Si hay hormigueros o nidos de serpientes que invaden, se pueden plantar múltiples árboles de melia para ahuyentarlos. No se debe hacer caso a quienes sugieren quemar los nidos con fuego ❌, ya que dañar a los seres vivos atraería la mala suerte. He visto personalmente a dos familias que, tras quemar nidos de serpientes, vieron declinar la fortuna de sus descendientes. Si el agua estancada 🌊 inunda la tumba, primero se debe intentar drenarla o desviarla. Si el terreno es bajo y no se puede solucionar de raíz, es necesario trasladar la tumba a otro lugar auspicioso. Si el viento terrestre desvía el ataúd, se debe cavar un hoyo de dos a tres pies de profundidad para inspeccionar.
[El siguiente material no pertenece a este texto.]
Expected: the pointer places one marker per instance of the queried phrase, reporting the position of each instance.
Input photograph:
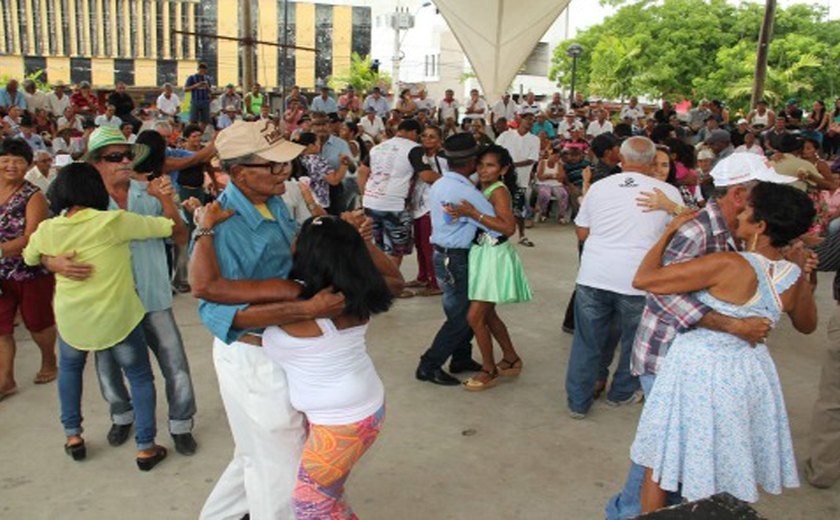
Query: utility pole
(247, 46)
(764, 38)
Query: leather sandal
(509, 368)
(475, 385)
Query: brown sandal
(513, 368)
(475, 385)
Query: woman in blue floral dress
(716, 420)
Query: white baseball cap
(743, 167)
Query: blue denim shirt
(452, 188)
(148, 257)
(249, 247)
(332, 150)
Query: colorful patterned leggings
(328, 456)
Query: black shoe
(456, 367)
(436, 376)
(118, 434)
(568, 330)
(147, 463)
(77, 451)
(184, 443)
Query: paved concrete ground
(508, 453)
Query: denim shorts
(392, 231)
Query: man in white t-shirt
(448, 107)
(599, 126)
(632, 111)
(524, 148)
(425, 102)
(505, 107)
(388, 188)
(168, 104)
(617, 235)
(475, 107)
(372, 125)
(530, 105)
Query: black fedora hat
(461, 146)
(790, 143)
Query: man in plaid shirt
(666, 315)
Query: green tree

Si se confirma que el ataúd está desplazado, se debe reposicionar correctamente e invitar a un sacerdote taoísta a realizar un ritual para estabilizar la energía terrestre.
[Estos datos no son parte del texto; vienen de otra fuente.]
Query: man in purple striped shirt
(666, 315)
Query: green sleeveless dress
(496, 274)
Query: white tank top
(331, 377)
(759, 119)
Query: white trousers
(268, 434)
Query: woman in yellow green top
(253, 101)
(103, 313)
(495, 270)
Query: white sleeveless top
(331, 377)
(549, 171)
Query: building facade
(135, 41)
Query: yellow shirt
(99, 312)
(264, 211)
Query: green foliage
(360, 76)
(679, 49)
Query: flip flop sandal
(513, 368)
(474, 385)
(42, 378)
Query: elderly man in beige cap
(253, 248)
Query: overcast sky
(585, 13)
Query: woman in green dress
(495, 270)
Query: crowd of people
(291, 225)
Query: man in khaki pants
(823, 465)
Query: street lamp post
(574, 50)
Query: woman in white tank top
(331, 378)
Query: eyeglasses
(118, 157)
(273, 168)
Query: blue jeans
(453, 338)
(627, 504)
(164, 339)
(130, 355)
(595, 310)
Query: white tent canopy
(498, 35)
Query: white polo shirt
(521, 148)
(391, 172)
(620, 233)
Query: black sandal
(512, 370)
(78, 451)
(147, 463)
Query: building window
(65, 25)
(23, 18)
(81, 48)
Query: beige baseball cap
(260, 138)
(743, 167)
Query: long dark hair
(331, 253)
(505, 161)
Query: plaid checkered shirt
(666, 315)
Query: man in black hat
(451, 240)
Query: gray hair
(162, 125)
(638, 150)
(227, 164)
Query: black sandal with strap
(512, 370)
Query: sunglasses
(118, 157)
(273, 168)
Los antiguos creían que existe una conexión energética entre la tumba y la fortuna de los descendientes, por lo que se deben abordar las interferencias naturales mediante armonía adaptativa en lugar de confrontación violenta, reflejando una visión ecológica de "correspondencia entre el cielo y el ser humano" y un respeto por la causalidad.
La advertencia "dañar la vida trae decadencia" nos recuerda que los humanos debemos respetar la naturaleza, y se alinea con la sabiduría profunda de la ecología ética moderna: "simbiótica en lugar de dominante".